CLICK HERE for Senator Lankford’s prepared remarks.
(1:03) Nonprofits don’t exist for a single event or single person….They exist for all people in the community. They are churches, they are synagogues, they’re mosques, they’re feeding the homeless, they are taking groceries to their neighbors, they’re paying utility bills, they are the Boys and Girls Clubs helping with afternoon activities, they are Goodwill providing jobs and opportunities and resources to people who desperately need help. They are doing work all the time, every single day.

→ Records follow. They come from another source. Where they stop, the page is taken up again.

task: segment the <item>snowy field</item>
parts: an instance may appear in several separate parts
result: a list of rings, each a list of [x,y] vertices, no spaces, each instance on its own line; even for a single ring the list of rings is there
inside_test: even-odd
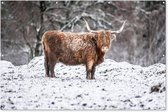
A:
[[[141,67],[106,59],[96,80],[87,80],[85,66],[55,67],[46,78],[43,56],[28,65],[0,61],[1,109],[165,110],[166,66]]]

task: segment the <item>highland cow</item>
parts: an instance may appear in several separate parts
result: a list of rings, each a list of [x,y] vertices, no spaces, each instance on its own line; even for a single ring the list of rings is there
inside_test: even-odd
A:
[[[44,66],[47,77],[55,77],[56,63],[65,65],[86,66],[86,78],[95,79],[96,66],[104,61],[105,53],[110,49],[116,34],[120,33],[125,21],[118,31],[93,31],[85,21],[89,32],[73,33],[62,31],[47,31],[43,34]]]

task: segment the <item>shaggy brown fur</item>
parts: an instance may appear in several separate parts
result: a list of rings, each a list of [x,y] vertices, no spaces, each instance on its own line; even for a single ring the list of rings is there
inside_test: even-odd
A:
[[[42,37],[46,76],[55,77],[55,64],[62,62],[66,65],[86,65],[86,78],[95,79],[96,65],[104,61],[105,53],[110,49],[115,34],[121,32],[123,26],[119,31],[114,32],[110,30],[85,33],[47,31]]]
[[[108,31],[96,33],[71,33],[47,31],[42,37],[47,77],[54,77],[58,62],[66,65],[85,64],[87,79],[94,79],[96,65],[104,60],[103,47],[110,49],[112,34]]]

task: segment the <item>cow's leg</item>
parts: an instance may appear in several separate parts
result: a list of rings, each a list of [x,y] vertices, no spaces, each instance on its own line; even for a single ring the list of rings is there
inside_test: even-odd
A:
[[[55,60],[55,57],[54,57],[54,54],[49,54],[49,77],[55,77],[55,74],[54,74],[54,67],[55,67],[55,64],[56,64],[56,60]]]
[[[86,79],[91,79],[91,71],[93,67],[93,60],[87,61],[86,64]]]
[[[91,79],[95,79],[95,70],[96,70],[96,66],[95,65],[93,65],[93,67],[92,67],[92,71],[91,71]]]
[[[50,77],[55,77],[54,73],[55,62],[50,62],[49,67],[50,67]]]
[[[45,76],[49,77],[49,65],[48,65],[48,57],[44,57],[44,67],[45,67]]]
[[[45,76],[49,77],[49,65],[48,65],[48,53],[44,50],[44,68],[45,68]]]

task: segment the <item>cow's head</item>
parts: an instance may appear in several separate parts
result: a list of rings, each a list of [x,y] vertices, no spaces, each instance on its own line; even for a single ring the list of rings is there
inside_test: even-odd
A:
[[[116,39],[116,34],[121,33],[126,21],[124,21],[123,25],[121,26],[121,28],[117,31],[111,31],[111,30],[98,30],[98,31],[94,31],[91,30],[89,27],[89,24],[87,23],[87,21],[84,19],[85,23],[86,23],[86,27],[87,30],[89,32],[95,33],[96,36],[94,37],[97,46],[99,49],[101,49],[102,52],[107,52],[109,51],[110,47],[111,47],[111,43],[113,40]]]

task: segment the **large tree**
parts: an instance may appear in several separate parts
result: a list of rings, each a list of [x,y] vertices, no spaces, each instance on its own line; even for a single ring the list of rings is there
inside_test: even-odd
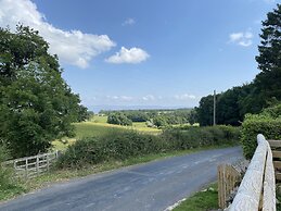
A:
[[[260,73],[254,83],[256,96],[264,99],[265,107],[272,98],[281,100],[281,4],[267,14],[260,38],[259,55],[256,57]]]
[[[48,49],[29,27],[0,28],[0,139],[13,157],[44,152],[53,139],[74,135],[71,123],[85,111]]]

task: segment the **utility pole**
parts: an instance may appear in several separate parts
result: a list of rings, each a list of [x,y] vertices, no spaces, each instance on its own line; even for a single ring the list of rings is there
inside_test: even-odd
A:
[[[216,125],[216,90],[214,90],[214,116],[213,116],[213,125]]]

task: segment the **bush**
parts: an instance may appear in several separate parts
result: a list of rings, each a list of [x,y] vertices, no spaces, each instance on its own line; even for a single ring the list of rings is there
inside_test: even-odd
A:
[[[131,126],[132,122],[124,113],[111,113],[107,117],[108,124]]]
[[[183,128],[183,127],[182,127]],[[232,126],[206,126],[170,128],[163,133],[163,138],[174,150],[184,150],[204,146],[216,146],[223,144],[237,144],[239,141],[240,128]]]
[[[273,119],[267,110],[261,114],[247,114],[241,134],[244,156],[251,159],[257,147],[257,134],[263,134],[266,139],[281,138],[281,117]]]
[[[238,137],[239,128],[229,126],[173,128],[159,136],[135,131],[113,131],[105,136],[77,140],[60,158],[59,166],[80,167],[150,153],[235,144]]]

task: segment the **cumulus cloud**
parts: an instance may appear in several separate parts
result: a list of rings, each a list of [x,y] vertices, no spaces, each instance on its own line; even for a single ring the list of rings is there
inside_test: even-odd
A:
[[[58,54],[65,63],[85,69],[91,59],[115,46],[107,35],[63,30],[47,22],[30,0],[1,0],[0,26],[14,29],[23,23],[37,30],[50,44],[50,53]]]
[[[155,100],[155,97],[153,95],[148,95],[148,96],[142,97],[142,100],[144,100],[144,101]]]
[[[119,52],[116,52],[114,55],[110,57],[105,61],[108,63],[140,63],[149,59],[149,53],[146,53],[144,50],[140,48],[131,48],[126,49],[125,47],[122,47]]]
[[[276,0],[264,0],[266,3],[274,3]]]
[[[133,25],[133,24],[136,24],[136,21],[133,18],[129,17],[129,18],[125,20],[125,22],[123,22],[122,25],[127,26],[127,25]]]
[[[177,100],[189,100],[189,99],[196,99],[194,95],[183,94],[183,95],[176,95],[175,99]]]
[[[253,33],[251,30],[232,33],[229,35],[229,42],[243,47],[250,47],[253,44]]]
[[[120,100],[120,101],[131,101],[133,98],[130,96],[106,96],[108,100]]]

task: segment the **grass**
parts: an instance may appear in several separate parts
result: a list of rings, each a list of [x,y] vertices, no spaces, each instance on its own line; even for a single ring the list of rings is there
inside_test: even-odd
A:
[[[115,170],[118,167],[129,166],[139,163],[145,163],[150,161],[161,160],[165,158],[176,157],[176,156],[183,156],[189,153],[194,153],[201,150],[208,150],[208,149],[217,149],[217,148],[226,148],[230,147],[229,145],[225,146],[212,146],[212,147],[204,147],[197,149],[189,149],[182,151],[170,151],[170,152],[163,152],[163,153],[153,153],[142,157],[133,157],[129,158],[125,161],[107,161],[97,165],[85,166],[84,169],[74,170],[74,169],[66,169],[66,170],[56,170],[53,169],[49,173],[42,174],[36,178],[31,178],[29,181],[22,181],[13,188],[9,188],[5,191],[0,193],[0,201],[14,198],[23,193],[29,193],[42,187],[48,187],[54,183],[66,182],[72,178],[84,177],[87,175]]]
[[[74,138],[63,138],[63,140],[54,140],[52,142],[54,150],[65,150],[67,146],[75,142],[77,139],[93,137],[93,136],[103,136],[111,131],[115,129],[136,129],[140,133],[158,135],[162,131],[157,128],[148,127],[146,124],[143,123],[133,123],[132,126],[122,126],[122,125],[113,125],[106,123],[107,116],[99,116],[94,115],[88,122],[74,123],[75,134]]]
[[[173,211],[206,211],[218,209],[218,187],[212,184],[176,207]]]

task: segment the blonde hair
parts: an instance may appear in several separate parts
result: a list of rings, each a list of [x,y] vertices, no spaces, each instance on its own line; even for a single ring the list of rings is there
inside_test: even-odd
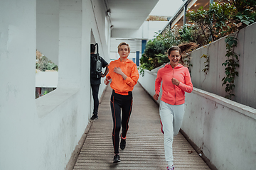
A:
[[[172,46],[171,47],[170,47],[169,50],[168,50],[168,55],[171,55],[171,51],[178,51],[179,53],[180,53],[180,55],[181,55],[181,48],[178,46]]]
[[[127,45],[127,47],[128,47],[128,51],[130,52],[131,48],[130,48],[130,47],[129,46],[129,44],[127,44],[127,42],[121,42],[121,43],[118,45],[118,47],[117,47],[117,48],[118,48],[118,52],[119,52],[119,50],[120,50],[120,47],[121,47],[122,45]]]

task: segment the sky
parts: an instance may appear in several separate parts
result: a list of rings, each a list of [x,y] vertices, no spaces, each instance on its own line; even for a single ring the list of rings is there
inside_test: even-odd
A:
[[[149,15],[172,16],[183,3],[182,0],[159,0]]]

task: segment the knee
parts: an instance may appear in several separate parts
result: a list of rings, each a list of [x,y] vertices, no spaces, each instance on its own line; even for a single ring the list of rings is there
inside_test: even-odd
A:
[[[115,132],[120,132],[121,130],[121,125],[117,125],[115,127],[114,127],[114,130]]]
[[[174,136],[176,136],[178,135],[178,132],[179,132],[179,130],[175,130],[174,132]]]

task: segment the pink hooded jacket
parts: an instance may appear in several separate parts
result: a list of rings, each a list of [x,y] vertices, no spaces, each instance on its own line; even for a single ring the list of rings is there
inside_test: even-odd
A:
[[[178,80],[178,86],[172,84],[173,77]],[[161,100],[171,105],[184,103],[185,91],[191,93],[193,90],[188,69],[181,64],[174,68],[172,68],[170,64],[167,64],[164,67],[159,69],[155,81],[155,91],[157,94],[159,94],[161,81],[163,92]]]

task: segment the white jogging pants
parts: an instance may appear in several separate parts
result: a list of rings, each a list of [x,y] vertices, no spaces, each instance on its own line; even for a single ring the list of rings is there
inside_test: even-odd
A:
[[[184,115],[184,104],[170,105],[160,102],[160,117],[164,132],[164,154],[169,166],[174,165],[173,141],[182,125]]]

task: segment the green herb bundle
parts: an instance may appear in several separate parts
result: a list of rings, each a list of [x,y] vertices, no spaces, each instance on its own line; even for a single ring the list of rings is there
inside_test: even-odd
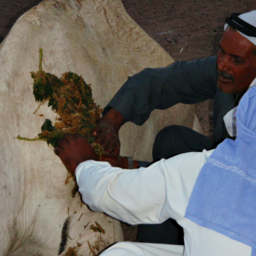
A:
[[[34,139],[17,137],[19,140],[29,141],[45,140],[52,146],[57,146],[59,139],[67,132],[80,134],[85,137],[99,156],[107,154],[104,148],[95,143],[95,138],[91,136],[92,130],[100,118],[102,110],[94,103],[91,95],[91,85],[87,84],[82,76],[73,72],[66,72],[58,78],[55,75],[46,73],[42,69],[42,50],[39,50],[39,70],[31,72],[34,79],[33,94],[37,102],[41,102],[34,113],[42,105],[48,102],[48,107],[52,107],[56,113],[56,120],[53,125],[49,119],[45,119],[41,127],[42,132]],[[39,115],[42,116],[43,115]],[[68,173],[65,184],[69,179],[75,177]],[[74,197],[78,191],[75,184],[72,191]]]
[[[39,70],[37,72],[31,72],[33,94],[36,101],[41,102],[39,108],[48,101],[48,107],[51,106],[57,113],[56,121],[53,125],[50,120],[46,119],[41,127],[42,132],[34,139],[20,136],[18,138],[46,140],[48,144],[56,147],[57,140],[64,133],[80,134],[88,140],[97,154],[104,154],[102,147],[96,144],[94,138],[91,136],[91,131],[96,127],[102,110],[92,99],[91,86],[84,81],[82,76],[73,72],[66,72],[58,78],[42,71],[42,49],[39,52]]]

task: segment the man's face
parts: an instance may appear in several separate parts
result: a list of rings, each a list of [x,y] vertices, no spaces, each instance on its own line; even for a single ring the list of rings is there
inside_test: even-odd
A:
[[[226,94],[246,89],[256,78],[255,45],[227,27],[219,43],[217,87]]]

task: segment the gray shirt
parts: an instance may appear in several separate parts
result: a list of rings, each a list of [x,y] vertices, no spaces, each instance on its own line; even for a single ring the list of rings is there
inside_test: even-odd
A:
[[[217,56],[146,68],[128,78],[104,113],[113,108],[121,113],[125,122],[141,125],[154,109],[214,99],[214,143],[217,143],[228,137],[223,117],[238,104],[242,94],[221,92],[217,80]]]

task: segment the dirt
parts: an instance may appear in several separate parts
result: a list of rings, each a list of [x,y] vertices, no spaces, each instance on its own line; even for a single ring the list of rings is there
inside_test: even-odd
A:
[[[15,20],[40,0],[0,0],[0,42]],[[130,16],[176,60],[216,55],[225,18],[255,8],[255,0],[123,0]],[[212,101],[196,105],[203,134],[212,135]],[[122,225],[126,241],[137,226]]]

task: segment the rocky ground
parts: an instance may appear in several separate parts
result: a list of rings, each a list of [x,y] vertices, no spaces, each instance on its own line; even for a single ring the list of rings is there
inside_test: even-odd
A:
[[[15,20],[41,0],[0,0],[0,42]],[[122,0],[130,16],[176,60],[216,55],[225,19],[255,9],[255,0]],[[212,134],[212,101],[196,105],[205,135]],[[127,241],[137,227],[123,225]]]

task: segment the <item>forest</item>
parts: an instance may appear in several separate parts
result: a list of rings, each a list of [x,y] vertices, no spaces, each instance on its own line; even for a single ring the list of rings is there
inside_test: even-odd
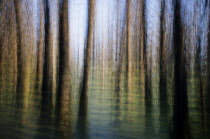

(1:40) We have three safety nets in America. The family is the first safety net. Nonprofits are our second safety net, and government is our third. And we often look to the government to be able to solve the most difficult challenges of our safety net for people in crisis. But government is the last spot for that. The first two are essential and if the family collapse, nonprofits struggle to keep up and governments struggle to keep up…Government is efficient at writing a check. Government is efficient at developing a program to be able to facilitate activities. Government cannot meet the human needs that are there like a family can and like a local nonprofit can. So I think it’s beneficial for us in our official policy and what we choose to do in the tax code to be able to create a tax code that is encouraging to families and that is encouraging to nonprofits.
(3:19) I think that there is more that we can do and should do in the days ahead. We’ve recommended a one-third of the standard deduction. That is $4,000 for individuals, $8,000 for married filers for them to be able to write off. That is a significant encouragement. That encourages individuals to be able to do more in their local communities. To be able to make sure we are able to sustain that work of that essential safety net of not-for-profits all across our community.